Les scandales alimentaires jouent-ils un rôle?
La personne souffrant d'orthorexie se calque involontairement sur un schéma que la psychologue Anne Landry qualifie "d'enfant sage et bon élève": être une personne irréprochable en contrôlant ses envies alimentaires à l'extrême. Manger "propre" lui permet donc également de se désolidariser d'une culture trop industrielle, en mettant en avant des revendications louables: "Je fais attention à l'environnement, au bien-être animal, etc.". Cette obsession est ancrée dans une réalité agroalimentaire existante, ce qui la rend d'autant plus rigide.
En quoi est-ce différent de l'anorexie?
L'anorexie se caractérise par le refus de s'alimenter généralement induit par un souci de minceur extrême.La personne orthorexique mange, mais selon une grille de lecture subjective et rigide héritée d'un mélange d'informations et de croyances sur les aliments considérés comme sains. La plupart du temps, l'anorexie débute par un régime. Comme l'orthorexique se fixe beaucoup de limites alimentaires, un régime trop exigeant et restrictif peut éventuellement conduire à l'anorexie.
Les personnes qui souffrent d'anorexie ont un comportement compensatoire lorsqu'elle s'alimentent: des purges et des activités physiques permettent d'éliminer le maximum de calories. Ce n'est pas le cas du tout chez l'orthorexique. Ce qui l'anime n'est pas en lien avec le poids ou l'esthétique corporelle.
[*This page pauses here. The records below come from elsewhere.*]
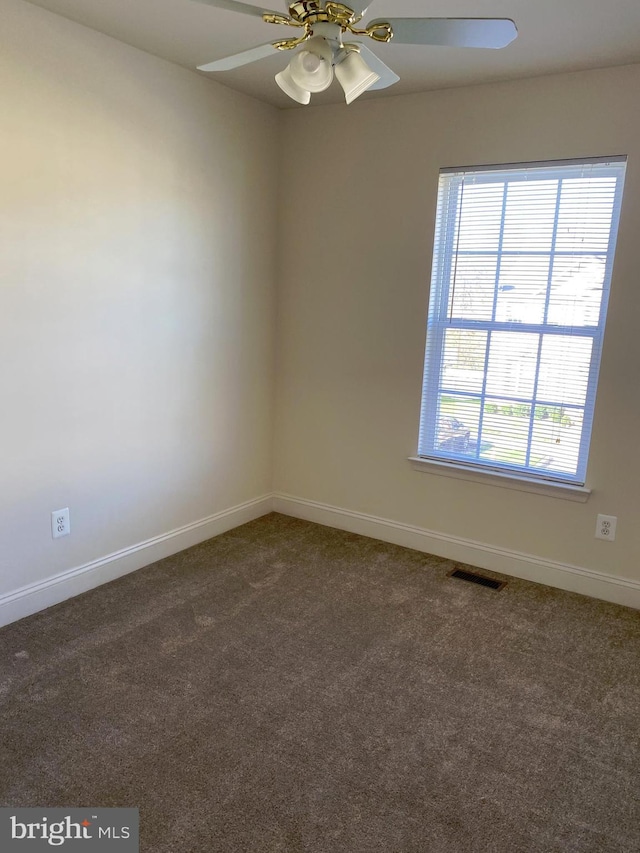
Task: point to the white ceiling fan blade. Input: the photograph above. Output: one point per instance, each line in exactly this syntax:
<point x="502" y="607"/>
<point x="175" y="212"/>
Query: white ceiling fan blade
<point x="238" y="59"/>
<point x="387" y="76"/>
<point x="236" y="6"/>
<point x="451" y="32"/>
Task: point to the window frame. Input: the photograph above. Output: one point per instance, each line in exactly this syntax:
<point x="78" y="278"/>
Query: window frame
<point x="445" y="254"/>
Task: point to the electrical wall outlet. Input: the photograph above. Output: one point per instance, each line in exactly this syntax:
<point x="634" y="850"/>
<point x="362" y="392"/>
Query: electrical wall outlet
<point x="606" y="527"/>
<point x="60" y="523"/>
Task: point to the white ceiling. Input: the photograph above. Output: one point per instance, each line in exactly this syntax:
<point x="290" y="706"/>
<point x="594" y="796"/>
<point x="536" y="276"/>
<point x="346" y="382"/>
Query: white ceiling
<point x="554" y="36"/>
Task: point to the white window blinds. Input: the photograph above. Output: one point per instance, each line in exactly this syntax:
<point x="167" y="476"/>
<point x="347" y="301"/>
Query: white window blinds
<point x="521" y="272"/>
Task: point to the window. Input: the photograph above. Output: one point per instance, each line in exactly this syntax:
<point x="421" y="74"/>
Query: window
<point x="521" y="271"/>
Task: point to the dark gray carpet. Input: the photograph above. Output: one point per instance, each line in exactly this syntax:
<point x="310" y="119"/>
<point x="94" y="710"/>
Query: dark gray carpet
<point x="289" y="687"/>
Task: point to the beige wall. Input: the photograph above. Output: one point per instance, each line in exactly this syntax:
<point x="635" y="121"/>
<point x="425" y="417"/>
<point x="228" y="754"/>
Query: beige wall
<point x="138" y="215"/>
<point x="136" y="295"/>
<point x="351" y="322"/>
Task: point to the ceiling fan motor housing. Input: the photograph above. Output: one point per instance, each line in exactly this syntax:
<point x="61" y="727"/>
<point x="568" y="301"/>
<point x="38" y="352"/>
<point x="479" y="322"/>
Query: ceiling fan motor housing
<point x="316" y="11"/>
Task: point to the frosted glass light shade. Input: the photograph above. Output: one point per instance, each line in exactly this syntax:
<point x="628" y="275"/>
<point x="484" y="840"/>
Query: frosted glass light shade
<point x="291" y="88"/>
<point x="355" y="76"/>
<point x="311" y="71"/>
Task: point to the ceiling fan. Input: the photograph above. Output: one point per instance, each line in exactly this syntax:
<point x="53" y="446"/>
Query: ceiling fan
<point x="323" y="25"/>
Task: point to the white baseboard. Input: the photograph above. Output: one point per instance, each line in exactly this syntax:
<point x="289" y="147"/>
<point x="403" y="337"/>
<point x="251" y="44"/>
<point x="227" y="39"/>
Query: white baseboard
<point x="38" y="596"/>
<point x="527" y="566"/>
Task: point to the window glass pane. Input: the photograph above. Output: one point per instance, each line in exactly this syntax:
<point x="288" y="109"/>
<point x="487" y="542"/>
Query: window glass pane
<point x="564" y="369"/>
<point x="457" y="424"/>
<point x="480" y="217"/>
<point x="576" y="291"/>
<point x="555" y="442"/>
<point x="530" y="216"/>
<point x="521" y="273"/>
<point x="473" y="285"/>
<point x="505" y="431"/>
<point x="522" y="290"/>
<point x="463" y="362"/>
<point x="584" y="219"/>
<point x="512" y="364"/>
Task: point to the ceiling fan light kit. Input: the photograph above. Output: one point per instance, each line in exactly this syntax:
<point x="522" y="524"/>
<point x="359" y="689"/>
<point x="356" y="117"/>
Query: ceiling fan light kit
<point x="324" y="23"/>
<point x="354" y="75"/>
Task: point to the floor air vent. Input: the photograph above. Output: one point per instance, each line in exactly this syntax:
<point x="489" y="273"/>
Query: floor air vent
<point x="472" y="577"/>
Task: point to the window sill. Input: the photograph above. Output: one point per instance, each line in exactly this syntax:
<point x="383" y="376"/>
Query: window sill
<point x="564" y="491"/>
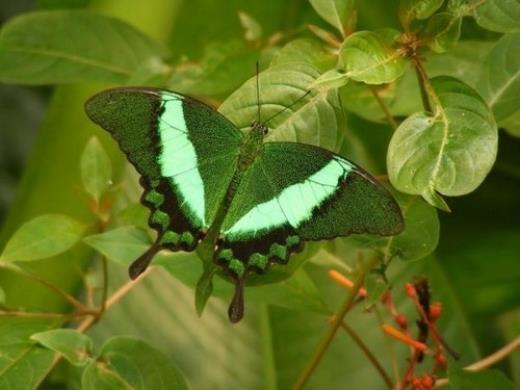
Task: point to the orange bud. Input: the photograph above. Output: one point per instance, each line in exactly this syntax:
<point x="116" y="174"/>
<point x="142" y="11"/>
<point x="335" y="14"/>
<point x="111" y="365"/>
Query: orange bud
<point x="435" y="310"/>
<point x="397" y="334"/>
<point x="427" y="381"/>
<point x="410" y="290"/>
<point x="401" y="321"/>
<point x="343" y="281"/>
<point x="441" y="360"/>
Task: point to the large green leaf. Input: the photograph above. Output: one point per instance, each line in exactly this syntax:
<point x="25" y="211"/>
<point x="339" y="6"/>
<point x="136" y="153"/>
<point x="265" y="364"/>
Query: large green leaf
<point x="372" y="57"/>
<point x="498" y="15"/>
<point x="96" y="169"/>
<point x="73" y="46"/>
<point x="42" y="237"/>
<point x="74" y="346"/>
<point x="127" y="363"/>
<point x="315" y="119"/>
<point x="450" y="152"/>
<point x="223" y="67"/>
<point x="23" y="363"/>
<point x="336" y="12"/>
<point x="500" y="81"/>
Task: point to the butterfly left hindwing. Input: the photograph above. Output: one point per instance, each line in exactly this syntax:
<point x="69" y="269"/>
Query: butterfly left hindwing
<point x="185" y="152"/>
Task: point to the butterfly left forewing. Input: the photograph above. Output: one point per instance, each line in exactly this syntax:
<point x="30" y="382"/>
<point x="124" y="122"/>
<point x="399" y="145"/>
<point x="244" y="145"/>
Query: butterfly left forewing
<point x="185" y="152"/>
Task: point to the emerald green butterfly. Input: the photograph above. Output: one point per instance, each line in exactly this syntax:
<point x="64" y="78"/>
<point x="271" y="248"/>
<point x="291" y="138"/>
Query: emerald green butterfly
<point x="253" y="203"/>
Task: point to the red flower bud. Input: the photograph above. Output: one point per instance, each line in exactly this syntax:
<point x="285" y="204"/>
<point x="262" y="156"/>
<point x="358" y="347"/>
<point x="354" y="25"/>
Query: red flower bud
<point x="401" y="321"/>
<point x="410" y="290"/>
<point x="435" y="310"/>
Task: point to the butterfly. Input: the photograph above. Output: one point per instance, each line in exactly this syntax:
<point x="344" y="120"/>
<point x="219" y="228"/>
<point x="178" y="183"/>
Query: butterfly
<point x="251" y="202"/>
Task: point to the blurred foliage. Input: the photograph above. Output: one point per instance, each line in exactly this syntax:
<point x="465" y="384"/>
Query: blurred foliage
<point x="76" y="205"/>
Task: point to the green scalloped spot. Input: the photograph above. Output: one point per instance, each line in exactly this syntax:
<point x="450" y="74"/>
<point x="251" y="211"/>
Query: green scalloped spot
<point x="278" y="251"/>
<point x="154" y="197"/>
<point x="161" y="218"/>
<point x="225" y="255"/>
<point x="170" y="238"/>
<point x="258" y="260"/>
<point x="237" y="267"/>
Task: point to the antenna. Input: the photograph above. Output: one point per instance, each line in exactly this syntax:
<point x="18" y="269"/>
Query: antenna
<point x="258" y="90"/>
<point x="286" y="108"/>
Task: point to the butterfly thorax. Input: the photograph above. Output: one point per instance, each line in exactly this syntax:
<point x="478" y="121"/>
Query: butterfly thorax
<point x="252" y="145"/>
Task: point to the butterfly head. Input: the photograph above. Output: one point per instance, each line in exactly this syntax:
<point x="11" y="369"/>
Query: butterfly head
<point x="259" y="128"/>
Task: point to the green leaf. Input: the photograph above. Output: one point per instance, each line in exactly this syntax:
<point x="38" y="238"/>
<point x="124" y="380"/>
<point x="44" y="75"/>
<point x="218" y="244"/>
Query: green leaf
<point x="316" y="118"/>
<point x="44" y="236"/>
<point x="331" y="79"/>
<point x="219" y="72"/>
<point x="443" y="31"/>
<point x="461" y="379"/>
<point x="498" y="15"/>
<point x="372" y="57"/>
<point x="450" y="152"/>
<point x="336" y="12"/>
<point x="74" y="346"/>
<point x="96" y="169"/>
<point x="203" y="291"/>
<point x="419" y="237"/>
<point x="23" y="364"/>
<point x="252" y="29"/>
<point x="499" y="82"/>
<point x="121" y="245"/>
<point x="127" y="363"/>
<point x="64" y="46"/>
<point x="376" y="287"/>
<point x="418" y="9"/>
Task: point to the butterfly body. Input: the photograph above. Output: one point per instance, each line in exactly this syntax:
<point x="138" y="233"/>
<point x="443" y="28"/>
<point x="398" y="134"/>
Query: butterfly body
<point x="248" y="202"/>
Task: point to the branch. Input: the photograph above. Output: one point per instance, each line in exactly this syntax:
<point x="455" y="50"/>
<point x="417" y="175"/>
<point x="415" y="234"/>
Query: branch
<point x="20" y="271"/>
<point x="383" y="106"/>
<point x="336" y="324"/>
<point x="368" y="354"/>
<point x="488" y="361"/>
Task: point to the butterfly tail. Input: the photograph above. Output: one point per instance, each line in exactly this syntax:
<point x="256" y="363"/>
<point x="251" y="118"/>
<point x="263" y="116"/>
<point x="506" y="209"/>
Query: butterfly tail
<point x="236" y="307"/>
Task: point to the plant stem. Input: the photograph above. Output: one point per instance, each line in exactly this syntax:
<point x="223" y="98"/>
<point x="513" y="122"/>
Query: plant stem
<point x="336" y="323"/>
<point x="384" y="108"/>
<point x="104" y="295"/>
<point x="20" y="271"/>
<point x="488" y="361"/>
<point x="424" y="84"/>
<point x="368" y="354"/>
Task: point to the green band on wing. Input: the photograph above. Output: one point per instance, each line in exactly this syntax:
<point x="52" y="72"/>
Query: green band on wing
<point x="295" y="204"/>
<point x="178" y="159"/>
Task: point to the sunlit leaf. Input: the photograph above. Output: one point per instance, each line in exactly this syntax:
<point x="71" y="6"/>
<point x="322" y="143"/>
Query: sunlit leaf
<point x="313" y="118"/>
<point x="96" y="169"/>
<point x="450" y="152"/>
<point x="121" y="245"/>
<point x="127" y="363"/>
<point x="336" y="12"/>
<point x="220" y="70"/>
<point x="42" y="237"/>
<point x="252" y="29"/>
<point x="23" y="364"/>
<point x="74" y="346"/>
<point x="443" y="31"/>
<point x="500" y="82"/>
<point x="65" y="46"/>
<point x="372" y="57"/>
<point x="461" y="379"/>
<point x="418" y="9"/>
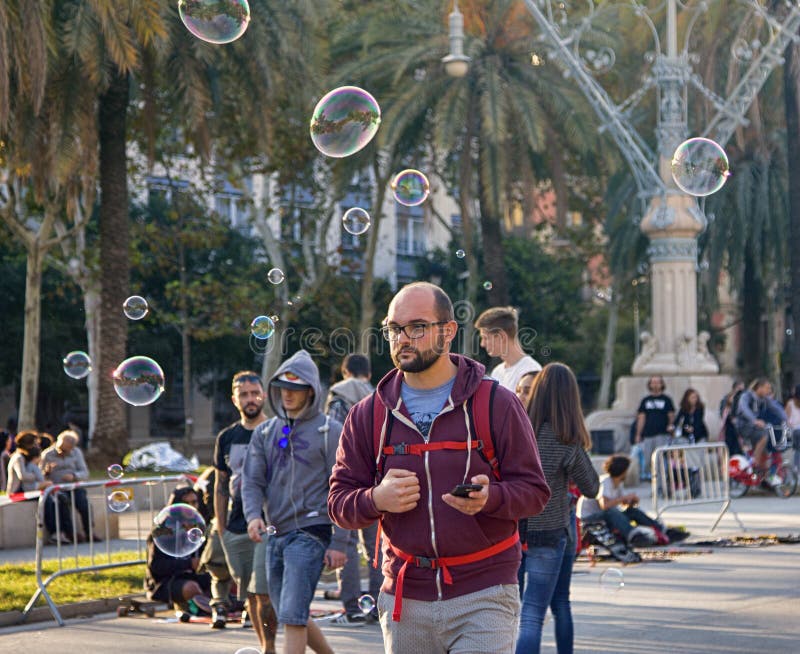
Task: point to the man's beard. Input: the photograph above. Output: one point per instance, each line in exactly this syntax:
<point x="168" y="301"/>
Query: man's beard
<point x="252" y="410"/>
<point x="422" y="360"/>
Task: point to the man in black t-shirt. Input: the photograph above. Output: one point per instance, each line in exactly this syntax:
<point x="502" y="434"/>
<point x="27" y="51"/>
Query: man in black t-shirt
<point x="246" y="559"/>
<point x="654" y="420"/>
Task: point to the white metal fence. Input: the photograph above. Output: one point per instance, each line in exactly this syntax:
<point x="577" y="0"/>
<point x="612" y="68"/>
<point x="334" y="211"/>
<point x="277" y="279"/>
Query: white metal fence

Par ailleurs, l'orthorexie touche autant les hommes que les femmes, alors que l'anorexie touche seulement 7% des hommes environ.
Pour certaines personnes ayant souffert d'anorexie, il peut y avoir une réorganisation de l'alimentation par de l'orthorexie. Une alimentation même très stricte est acceptable, car la personne mange à nouveau. N'oublions pas que parmi les pathologies psychiatriques, l'anorexie est la plus mortelle qui soit.
Comment s'en sortir?
La pathologie peut passer inaperçue pendant longtemps. Les personnes se souciant de leur alimentation sont perçues plutôt positivement dans notre société et on ne s'étonne plus de demander aux amis que l'on invite à dîner s'il y a des aliments qu'ils ne consomment pas. Si vous pensez souffrir d'orthorexie, ou connaître une personne qui en souffre, un travail sur les angoisses peut aider. Par exemple, consulter un psychologue spécialiste des troubles alimentaires et engager une thérapie. Se tourner vers des nutritionnistes ou diététiciens spécialistes du trouble alimentaire est également une bonne solution: ils vont aider la personne orthorexique à retrouver la sensation de faim, de satiété, le plaisir gustatif, tout en remettant les besoins énergétiques et humains au coeur de leur vie.
Beaucoup d'informations anxiogènes circulent sur l'alimentation. Les scandales sanitaires comme la grippe aviaire, le poulet aux hormones ou plus récemment les oeufs contaminés peuvent créer une angoisse face à l'assiette. L'idée que l'alimentation puisse être à risque est une crainte fondée qui ne fait pas de vous un orthorexique. Vouloir manger sain, bio, sans allergènes, végétarien ou végan non plus. Faire attention aux produits que l'on consomme est important pour la santé. L'orthorexie est une caricature extrême de tentative d'échapper à des dangers alimentaires, causée par d'autres angoisses plus profondes.